Cape Town – Treasury director general Lungisa Fuzile believes a new rating agency that is pro-South Africa will have very limited benefits for the country.
His views follow Standard & Poor’s (S&P) decision this week to downgrade South Africa’s sovereign rating to BB+, which is non-investment grade or junk status, and Moody’s decision to place its Baa2 (two notches above junk) ratings of South Africa on downgrade review.
This follows the removal of ANC ministers Pravin Gordhan and Mcebisi Jonas from their roles as political heads of Treasury last week, stoking fears that South Africa will change its tight fiscal policy.
In an exclusive video interview with Fin24 at the Cape Town International Convention Centre on Wednesday, Fuzile – who revealed he resigned and will leave in mid-May – said South Africans “need to be a little more elegant in thinking” about the role of rating agencies.
WATCH: Interview with Treasury director general Lungisa Fuzile
Calls for new rating agency
There have been calls from some ANC politicians for the BRICS (Brazil, Russia, India, China and South Africa) nations to form their own rating agency, to combat the conservative stance of the current agencies.
South Africa’s sovereign bonds will only be officially rated as junk if Fitch or Moody’s downgrades the country to non-investment grade, a move that is likely to occur.
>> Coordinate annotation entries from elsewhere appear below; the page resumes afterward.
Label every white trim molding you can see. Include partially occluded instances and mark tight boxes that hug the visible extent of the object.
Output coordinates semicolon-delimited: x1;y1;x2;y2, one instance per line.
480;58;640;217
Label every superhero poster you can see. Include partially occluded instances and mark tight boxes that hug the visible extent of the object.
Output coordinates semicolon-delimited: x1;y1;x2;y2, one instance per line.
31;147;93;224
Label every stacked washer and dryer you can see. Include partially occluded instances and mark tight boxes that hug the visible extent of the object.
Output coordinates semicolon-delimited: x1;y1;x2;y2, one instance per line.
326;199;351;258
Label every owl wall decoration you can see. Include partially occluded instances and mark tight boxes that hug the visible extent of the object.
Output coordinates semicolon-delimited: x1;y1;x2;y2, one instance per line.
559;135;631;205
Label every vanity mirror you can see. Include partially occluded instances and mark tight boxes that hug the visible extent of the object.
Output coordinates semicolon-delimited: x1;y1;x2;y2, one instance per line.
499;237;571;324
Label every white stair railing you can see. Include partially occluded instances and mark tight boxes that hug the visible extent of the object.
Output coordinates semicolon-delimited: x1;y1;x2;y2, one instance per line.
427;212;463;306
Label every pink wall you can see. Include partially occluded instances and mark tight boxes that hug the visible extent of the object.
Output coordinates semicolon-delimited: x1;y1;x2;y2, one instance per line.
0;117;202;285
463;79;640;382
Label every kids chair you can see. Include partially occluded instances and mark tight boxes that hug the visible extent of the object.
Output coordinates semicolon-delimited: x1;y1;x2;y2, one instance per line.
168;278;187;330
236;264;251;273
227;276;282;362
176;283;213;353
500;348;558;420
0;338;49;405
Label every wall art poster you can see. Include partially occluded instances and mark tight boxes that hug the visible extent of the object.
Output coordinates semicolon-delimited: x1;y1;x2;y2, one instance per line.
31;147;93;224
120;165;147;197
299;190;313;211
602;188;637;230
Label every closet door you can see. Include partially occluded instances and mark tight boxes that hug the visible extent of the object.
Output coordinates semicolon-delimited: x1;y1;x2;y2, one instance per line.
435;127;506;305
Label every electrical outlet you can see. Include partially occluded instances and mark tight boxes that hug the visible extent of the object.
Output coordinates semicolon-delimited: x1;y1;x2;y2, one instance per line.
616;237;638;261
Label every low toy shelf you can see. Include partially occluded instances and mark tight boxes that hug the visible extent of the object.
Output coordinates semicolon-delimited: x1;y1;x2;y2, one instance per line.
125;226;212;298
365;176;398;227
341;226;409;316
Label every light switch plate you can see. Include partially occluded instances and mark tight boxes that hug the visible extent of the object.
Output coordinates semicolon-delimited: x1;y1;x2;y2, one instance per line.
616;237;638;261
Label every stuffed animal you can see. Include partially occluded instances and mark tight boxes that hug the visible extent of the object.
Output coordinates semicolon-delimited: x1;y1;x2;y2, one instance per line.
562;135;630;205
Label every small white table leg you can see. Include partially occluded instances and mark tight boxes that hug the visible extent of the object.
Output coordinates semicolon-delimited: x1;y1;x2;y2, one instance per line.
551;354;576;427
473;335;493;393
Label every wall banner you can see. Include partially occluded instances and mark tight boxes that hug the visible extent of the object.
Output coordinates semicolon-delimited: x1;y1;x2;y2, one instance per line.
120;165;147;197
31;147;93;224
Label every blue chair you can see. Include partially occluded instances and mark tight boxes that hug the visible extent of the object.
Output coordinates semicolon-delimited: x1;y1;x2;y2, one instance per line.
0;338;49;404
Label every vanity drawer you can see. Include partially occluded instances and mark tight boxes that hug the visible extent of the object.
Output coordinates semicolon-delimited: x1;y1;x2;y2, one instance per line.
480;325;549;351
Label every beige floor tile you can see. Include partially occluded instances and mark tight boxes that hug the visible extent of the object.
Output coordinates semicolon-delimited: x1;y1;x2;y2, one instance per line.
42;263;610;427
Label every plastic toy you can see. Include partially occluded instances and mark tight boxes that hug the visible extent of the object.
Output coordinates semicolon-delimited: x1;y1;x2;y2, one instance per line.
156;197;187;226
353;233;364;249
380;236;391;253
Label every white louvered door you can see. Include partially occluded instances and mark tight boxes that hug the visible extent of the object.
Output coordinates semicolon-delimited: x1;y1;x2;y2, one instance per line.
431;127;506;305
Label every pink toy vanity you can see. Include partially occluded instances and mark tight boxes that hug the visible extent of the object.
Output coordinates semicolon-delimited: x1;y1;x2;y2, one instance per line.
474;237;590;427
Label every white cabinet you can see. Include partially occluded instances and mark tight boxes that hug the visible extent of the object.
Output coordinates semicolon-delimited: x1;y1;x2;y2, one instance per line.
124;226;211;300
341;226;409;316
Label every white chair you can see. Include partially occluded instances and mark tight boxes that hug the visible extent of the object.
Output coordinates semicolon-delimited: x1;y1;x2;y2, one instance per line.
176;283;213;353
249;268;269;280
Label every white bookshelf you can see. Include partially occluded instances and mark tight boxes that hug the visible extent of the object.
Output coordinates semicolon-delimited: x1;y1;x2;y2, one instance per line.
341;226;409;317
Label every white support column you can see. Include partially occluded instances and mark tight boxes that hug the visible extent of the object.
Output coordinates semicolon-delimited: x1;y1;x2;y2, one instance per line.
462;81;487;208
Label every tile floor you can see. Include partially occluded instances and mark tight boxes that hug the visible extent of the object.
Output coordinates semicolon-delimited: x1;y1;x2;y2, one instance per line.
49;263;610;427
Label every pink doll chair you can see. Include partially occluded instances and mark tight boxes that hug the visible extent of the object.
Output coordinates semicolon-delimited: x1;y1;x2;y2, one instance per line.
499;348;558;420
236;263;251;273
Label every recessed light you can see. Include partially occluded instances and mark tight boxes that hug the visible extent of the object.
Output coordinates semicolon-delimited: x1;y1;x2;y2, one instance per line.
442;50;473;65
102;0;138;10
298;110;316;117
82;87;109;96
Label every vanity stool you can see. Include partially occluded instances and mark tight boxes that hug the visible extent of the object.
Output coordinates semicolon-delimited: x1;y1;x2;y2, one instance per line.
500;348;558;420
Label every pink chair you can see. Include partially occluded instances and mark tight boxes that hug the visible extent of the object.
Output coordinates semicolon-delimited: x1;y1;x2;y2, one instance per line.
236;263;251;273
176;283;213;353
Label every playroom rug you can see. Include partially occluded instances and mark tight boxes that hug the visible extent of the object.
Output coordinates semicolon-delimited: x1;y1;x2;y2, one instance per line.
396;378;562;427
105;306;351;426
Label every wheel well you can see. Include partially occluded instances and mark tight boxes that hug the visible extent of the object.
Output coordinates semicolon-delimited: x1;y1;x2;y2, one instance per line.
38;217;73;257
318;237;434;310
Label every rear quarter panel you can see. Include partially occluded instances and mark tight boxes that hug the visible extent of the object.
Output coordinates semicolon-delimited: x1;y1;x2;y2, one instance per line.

South Africa would then join fell BRICS countries Brazil and Russian, which are currently rated as junk by two or more rating agencies.
In his State of the Nation address in 2017, President Jacob Zuma said: “We welcome the Goa BRICS Heads of State and Government decision to establish the BRICS Rating Agency so that we can assist one another in assessing our economic paths.”
Why a new ratings agency won’t work
While he does not believe this is a bad idea, Fuzile said a new rating agency that rates South Africa favourably will not take the country very far.
“It is only when two rating agencies rate you – let’s take for example sub-investment grade (junk status) – that the rating begins to matter,” he explained.
“If you just have one rating agency rating you AAA (above junk) when others are rating you … BBB+ (junk), your debt instruments are not going to be traded on the basis of the one that stands out.
“We would have been better off if we thought about creating our own rating agency when our country’s ratings were improving.
“When you say you will have your own … (rating agency) when others say things that you may not like yourself, it does take something away from the credibility of your idea.”
WATCH: Treasury director general Lungisa Fuzile reveals his resignation plans
What will happen if Fitch and Moody’s strike
Asked what will happen to bond yields and the economy should Fitch and Moody’s strike, Fuzile said: “I hope it doesn’t happen.”
He explained that when two rating agencies downgrade South Africa to junk status, then 10% of South Africa’s bond holders, who are part of the foreign currency denominated component, would have to sell their bonds as part of their portfolio mandate. Not selling could make them technically in breach of their mandate.
“They are given a certain amount of time … to sell the South African bonds that they are holding in their portfolio,” he said. “That triggers a rise in the yield, which means the debt service cost associated with those instruments rise.”
Moving away from foreign debt
When S&P downgraded South Africa, National Treasury reacted, saying: “Reducing reliance on foreign savings to fund investment and relying less on debt to finance public expenditure will secure South Africa’s fiscal sovereignty and economic independence.”
Some economists took this to mean a radical move away from Fitch, S&P and Moody’s, but Fuzile said this was misunderstood.
“As a country, we must raise the level of savings in South Africa, so that at a macro-economic level we can depend less and less on savings from other parts of the world,” he said.
Fuzile said it would not necessary mean a cut in expenditure. “If we cut our suit according to our cloth… then we move close to that.
Best thing for SA is to grow economy
In other words, if South Africa aligns its expenditure to the size of its GDP and the size at which it grows, then it could depend less on debt.
“If we work hard to achieve a higher and faster rate of growth, then all of a sudden you’ve got a different picture, because (this will see) … your tax base expanding.
“(There will be) more resources available from within the economy.
“We are not irritated that foreign savings are coming here. We are just being cautious (because) the dependence has got advantages and it also has disadvantages.
“We must take steps proactively to ensure that we build the macro-economic strength of our economy,” he said.